Compiling: (requires CMake v3.12+)
cmake -B build -DCMAKE_BUILD_TYPE=Release
cmake --build build -jThis will create the shared library libmmc.so in build/lib.
If you want to install libmmc.so, you can copy the shared library file libmmc.so to your library path (e.g., /usr/lib).
Using the library requires either preloading libmmc.so, or linking libmmc.so to the application binary.
# Preload libmmc.so
export LD_PRELOAD={PATH TO LIBMMCSO}/libmmc.so
# Run MPI application
mpirun <APP>See tools/run.sh for an example usage with OpenMPI with 2 MPI processes and 3 OpenMP threads per MPI process.
The file bench/mt_overlap in the build folder contains a micro-benchmark that will be run using run.sh.
It is recommended to pin the offloading thread to a core in the same NUMA domain as the threads of the multithreaded MPI process.

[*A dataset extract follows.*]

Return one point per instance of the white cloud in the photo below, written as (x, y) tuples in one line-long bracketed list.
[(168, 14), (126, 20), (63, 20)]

This core should not be used by any of the application threads.
Controlling offload thread affinity with libmmc.so is possible using the environment variables MMCSO_THREAD_AFFINITY and MMCSO_DISPLAY_AFFINITY.
Syntax:
# Set thread affinity of offloading thread(s)
MMCSO_THREAD_AFFINITY={LIST}
LIST=rank:cpu[,LIST]
# Show thread affinity of offloading thread
MMCSO_DISPLAY_AFFINITY={TRUE|FALSE}See tools/affinity.sh for a script that generates an appropriate thread affinity string.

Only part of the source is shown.